(696a) A Model-Based Algorithm for Subtyping Patients with Clotting Abnormalities Using Thromboelastogram Response | AIChE

(696a) A Model-Based Algorithm for Subtyping Patients with Clotting Abnormalities Using Thromboelastogram Response

Authors 

Pressly, M. - Presenter, University of Pittsburgh
Parker, R., University of Pittsburgh
Clermont, G., University of Pittsburgh
Neal, M., University of Pittsburgh Medical Center
Objectives: Early diagnosis of clotting abnormalities, or coagulopathies, would allow more rapid, effective and personalized transfusion support for trauma patients. We present a method that leverages thromboelastogram (TEG) data, a point-of-care assessment of clotting functionality in the form of a tracing, to accomplish this goal. While the TEG returns test results within an hour, our method takes the initial minutes of data collection and assigns patients to coagulopathy subgroups based on a database of simulated TEGs and a deterministic model.

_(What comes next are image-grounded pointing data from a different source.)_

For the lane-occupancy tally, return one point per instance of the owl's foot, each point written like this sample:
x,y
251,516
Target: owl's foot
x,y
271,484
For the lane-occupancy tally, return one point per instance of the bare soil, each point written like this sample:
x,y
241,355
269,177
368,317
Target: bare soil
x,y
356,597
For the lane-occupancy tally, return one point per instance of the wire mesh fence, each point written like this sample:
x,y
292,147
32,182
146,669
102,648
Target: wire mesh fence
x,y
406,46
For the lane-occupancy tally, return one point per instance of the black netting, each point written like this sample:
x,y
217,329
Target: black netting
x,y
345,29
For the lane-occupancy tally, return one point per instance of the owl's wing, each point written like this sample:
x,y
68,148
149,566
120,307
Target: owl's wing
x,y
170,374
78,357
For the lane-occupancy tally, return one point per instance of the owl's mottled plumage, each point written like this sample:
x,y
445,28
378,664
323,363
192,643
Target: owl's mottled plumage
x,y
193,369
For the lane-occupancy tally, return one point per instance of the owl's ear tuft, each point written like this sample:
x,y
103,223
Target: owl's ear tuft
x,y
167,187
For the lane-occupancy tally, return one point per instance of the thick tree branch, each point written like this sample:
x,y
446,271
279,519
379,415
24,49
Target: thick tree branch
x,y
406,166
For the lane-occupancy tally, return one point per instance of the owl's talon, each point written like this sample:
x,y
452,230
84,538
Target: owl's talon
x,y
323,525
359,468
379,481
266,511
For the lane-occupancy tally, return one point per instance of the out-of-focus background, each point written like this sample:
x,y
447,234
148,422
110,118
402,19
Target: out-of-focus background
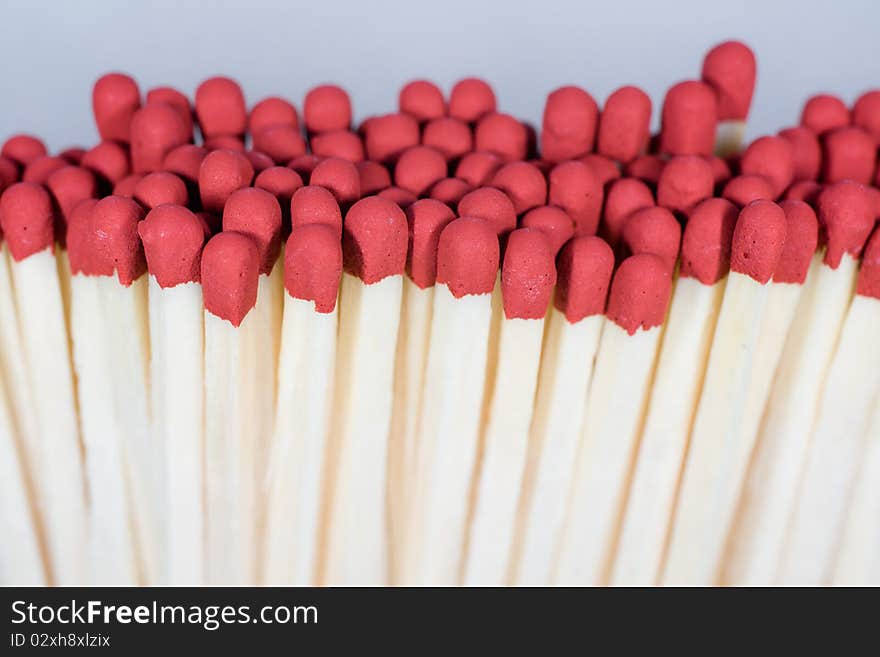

Methods: RapidTEGs were collected from the Study of Tranexamic Acid during Air Medical Prehospital transport (STAAMP) and Prehospital Air Medical Plasma (PAMPer) clinical trials. After eliminating incomplete or discontinuous TEGs, 76% of TEGs remained (104 patients, n=104 tracings). For each, an adjudication was made whether there was insufficient coagulation, defined by a maximum amplitude (MA) of the tracing less than 50 mm (n=15), or excessive lysis, defined by a decline in MA of at least 7.5 percent over 30 minutes (n=5). Parameters of a 3-state ordinary differential equation (ODE) model of TEG response based on mass conservation and reaction-engineering principles were fit to individual tracings. Estimated parameters include the effective initial platelet count, and rates of platelet activation, thrombus growth, and lysis (P0, k1, k2, and k3, respectively). Simulations over a mesh comprised of the four parameters, over their clinically relevant ranges, defined a set of 167,400 reference TEG trajectories. For each of the 104 patient TEGs, segments of the initial 5 or 10 minutes of data were used in the analysis. Sum of squared error (SSE) was computed between all simulated trajectories and individual patient trajectory over the specified time, and the 10 nearest simulated trajectories were retained. Therefore, the dataset for analysis includes 1040 parameter values for the top 10 trajectories for each timespan of the 104 patients. Four different logistic regression (LR) models were developed to predict either outcome (insufficient clotting or high lysis) using parameter sets from nearest trajectories of either 5 or 10 minutes of patient data. LR models were developed and tested on 700 and 340 parameter sets, respectively (each with balanced incidence of insufficient coagulation or high lysis). LR performance was described by and AUC of the ROC curve reported on the test sets.

Results: For parameter values identified from 5 minutes of patient data, LR shows that model parameters can be highly predictive of MA and moderately predictive of lysis. Multivariate LR identified low MA (AUC = 0.906). LR less accurately identified excessive lysis with all parameters (AUC = 0.857). For the parameter values identified using 10 minutes of data, LR shows that model parameters are more highly predictive of MA and less predictive of lysis. LR using all parameters identified low MA (AUC = 0.966) with high certainty, while there was no improvement in the ability to identify excessive lysis (AUC = 0.829). The variability in accuracy for predicting lysis may be associated with the lower incidence in the total population (n=5).

Conclusion: This simulated TEG database structure quickly analyzes subgroups of high risk. This method combines the use of deterministic modeling with data analytics to determine subgroup membership. Results show reliable prediction of problems with MA and a potential to predict lysis early-on. Applying this method could allow the point-of-care RapidTEG to provide preliminary readouts (for example, at 5 and 10 minutes) of coagulopathy; and thereby, decrease time to patient-tailored treatment. This is particularly applicable for use with shock and trauma patients, where timing is critical.